Notícias
Perfil | Bruno Capilé pesquisa sobre a representação da natureza e a consolidação do Estado brasileiro
Bruno Capilé, pesquisador e bolsista do Programa de Apoio à Pesquisa da Biblioteca Nacional.
No processo de construção da identidade brasileira, fundamental para a consolidação do Estado-nação, a natureza tropical foi ricamente representada em pinturas e gravuras nas primeiras décadas. Paradoxalmente, no final do século XIX, parte dessa natureza foi apagada dos mapas urbanos antes mesmo de ser obliterada por mãos humanas. O pesquisador Bruno Capilé, bolsista do Programa Nacional de Apoio à Pesquisa da Biblioteca Nacional, analisa como se deu esse duplo processo de evocar e apagar a natureza em documentos iconográficos e cartográficos da Biblioteca Nacional.
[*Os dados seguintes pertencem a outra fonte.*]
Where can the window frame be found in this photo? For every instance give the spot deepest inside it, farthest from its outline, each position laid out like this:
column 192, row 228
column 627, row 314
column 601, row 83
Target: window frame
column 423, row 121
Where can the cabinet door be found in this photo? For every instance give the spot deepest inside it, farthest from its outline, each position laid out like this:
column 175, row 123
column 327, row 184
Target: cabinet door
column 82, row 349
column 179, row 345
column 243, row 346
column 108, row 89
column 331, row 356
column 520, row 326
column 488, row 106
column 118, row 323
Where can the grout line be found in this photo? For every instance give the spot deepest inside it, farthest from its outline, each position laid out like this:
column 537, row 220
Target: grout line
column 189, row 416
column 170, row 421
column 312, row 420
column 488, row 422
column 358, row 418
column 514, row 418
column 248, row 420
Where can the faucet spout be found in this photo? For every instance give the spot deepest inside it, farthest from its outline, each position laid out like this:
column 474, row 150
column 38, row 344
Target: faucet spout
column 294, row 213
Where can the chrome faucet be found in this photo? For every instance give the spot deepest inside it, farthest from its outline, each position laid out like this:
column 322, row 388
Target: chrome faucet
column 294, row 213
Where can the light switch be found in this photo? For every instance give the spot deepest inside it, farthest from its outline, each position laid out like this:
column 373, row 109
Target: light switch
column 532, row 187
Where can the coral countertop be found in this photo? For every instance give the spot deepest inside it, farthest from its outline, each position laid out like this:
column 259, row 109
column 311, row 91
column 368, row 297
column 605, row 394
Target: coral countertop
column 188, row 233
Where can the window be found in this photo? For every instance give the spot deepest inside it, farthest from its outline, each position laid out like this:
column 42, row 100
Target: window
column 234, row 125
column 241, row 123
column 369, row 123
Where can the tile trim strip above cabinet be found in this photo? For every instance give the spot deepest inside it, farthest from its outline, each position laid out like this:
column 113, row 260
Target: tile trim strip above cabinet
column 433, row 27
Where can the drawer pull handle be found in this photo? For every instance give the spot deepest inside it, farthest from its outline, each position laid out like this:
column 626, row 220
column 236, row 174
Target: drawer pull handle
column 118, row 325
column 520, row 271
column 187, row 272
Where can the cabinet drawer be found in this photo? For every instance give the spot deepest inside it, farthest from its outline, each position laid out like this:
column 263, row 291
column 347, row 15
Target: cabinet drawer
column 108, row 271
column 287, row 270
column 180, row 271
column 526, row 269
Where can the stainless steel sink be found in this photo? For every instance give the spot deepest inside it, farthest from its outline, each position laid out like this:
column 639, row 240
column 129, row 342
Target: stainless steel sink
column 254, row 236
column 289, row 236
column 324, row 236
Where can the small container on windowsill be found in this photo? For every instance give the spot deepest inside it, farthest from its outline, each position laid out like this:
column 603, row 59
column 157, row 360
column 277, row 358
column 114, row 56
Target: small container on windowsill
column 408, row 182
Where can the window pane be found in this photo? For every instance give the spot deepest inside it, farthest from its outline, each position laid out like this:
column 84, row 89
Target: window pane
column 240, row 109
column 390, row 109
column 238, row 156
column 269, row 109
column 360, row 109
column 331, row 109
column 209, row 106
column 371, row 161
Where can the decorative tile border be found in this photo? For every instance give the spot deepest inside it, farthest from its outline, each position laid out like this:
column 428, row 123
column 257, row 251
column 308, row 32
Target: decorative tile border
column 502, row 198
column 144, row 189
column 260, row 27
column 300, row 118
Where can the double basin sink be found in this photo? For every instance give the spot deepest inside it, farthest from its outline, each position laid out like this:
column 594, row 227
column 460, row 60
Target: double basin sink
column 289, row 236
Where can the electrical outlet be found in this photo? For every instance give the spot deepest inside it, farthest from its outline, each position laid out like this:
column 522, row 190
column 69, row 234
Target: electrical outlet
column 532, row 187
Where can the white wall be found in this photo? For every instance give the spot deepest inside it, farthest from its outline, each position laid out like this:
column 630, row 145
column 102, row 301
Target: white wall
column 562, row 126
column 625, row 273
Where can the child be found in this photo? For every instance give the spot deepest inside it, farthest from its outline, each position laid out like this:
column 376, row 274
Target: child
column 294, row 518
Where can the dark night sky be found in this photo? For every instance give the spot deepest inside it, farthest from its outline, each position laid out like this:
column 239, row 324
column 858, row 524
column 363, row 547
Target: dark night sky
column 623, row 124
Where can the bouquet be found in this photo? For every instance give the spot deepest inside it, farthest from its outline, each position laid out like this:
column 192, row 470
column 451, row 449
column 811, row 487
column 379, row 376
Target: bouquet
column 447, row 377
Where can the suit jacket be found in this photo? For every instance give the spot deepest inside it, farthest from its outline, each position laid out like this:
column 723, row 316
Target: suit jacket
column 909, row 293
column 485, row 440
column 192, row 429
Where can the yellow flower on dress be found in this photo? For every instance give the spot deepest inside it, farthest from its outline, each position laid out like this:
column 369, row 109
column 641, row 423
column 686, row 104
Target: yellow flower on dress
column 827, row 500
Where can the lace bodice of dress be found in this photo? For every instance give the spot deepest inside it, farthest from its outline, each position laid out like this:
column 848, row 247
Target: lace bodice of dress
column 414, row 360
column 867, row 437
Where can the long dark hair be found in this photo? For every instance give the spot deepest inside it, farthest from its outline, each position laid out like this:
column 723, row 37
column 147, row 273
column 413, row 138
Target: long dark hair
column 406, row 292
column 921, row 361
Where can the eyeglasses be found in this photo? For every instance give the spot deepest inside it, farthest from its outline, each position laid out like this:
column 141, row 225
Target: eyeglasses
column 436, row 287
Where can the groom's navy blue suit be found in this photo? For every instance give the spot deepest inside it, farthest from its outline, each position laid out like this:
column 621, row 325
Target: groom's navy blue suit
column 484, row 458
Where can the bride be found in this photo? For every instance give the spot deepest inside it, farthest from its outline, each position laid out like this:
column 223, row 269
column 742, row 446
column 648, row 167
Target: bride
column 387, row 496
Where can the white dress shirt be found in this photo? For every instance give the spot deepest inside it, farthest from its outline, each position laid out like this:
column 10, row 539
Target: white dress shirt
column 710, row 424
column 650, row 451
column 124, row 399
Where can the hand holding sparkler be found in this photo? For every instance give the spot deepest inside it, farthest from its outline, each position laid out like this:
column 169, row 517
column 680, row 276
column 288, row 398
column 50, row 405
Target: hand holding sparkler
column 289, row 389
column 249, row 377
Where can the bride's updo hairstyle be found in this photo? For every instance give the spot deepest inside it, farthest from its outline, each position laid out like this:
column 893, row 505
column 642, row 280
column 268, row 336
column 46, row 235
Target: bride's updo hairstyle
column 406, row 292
Os documentos iconográficos analisados para o projeto são pinturas de paisagem da primeira metade do século XIX, em quase sua totalidade realizadas por artistas-viajantes europeus. A necessidade de traduzir a natureza tropical como algo inteligível foi fruto do encontro da arte e da ciência, e resultou em um estilo pictórico que ressaltava a vegetação brasileira em sua diversidade vegetal. Além de ser material para a compreensão da tropicalidade brasileira segundo os interesses do público europeu, a representação das plantas da nação marcou a geração de artistas brasileiros que também consumia essa arte. Esses pintores foram influenciados e formados pelos artistas-viajantes anteriores, resultando em obras que marcaram profundamente a identidade brasileira em quadros, gravuras, aquarelas e outras mídias.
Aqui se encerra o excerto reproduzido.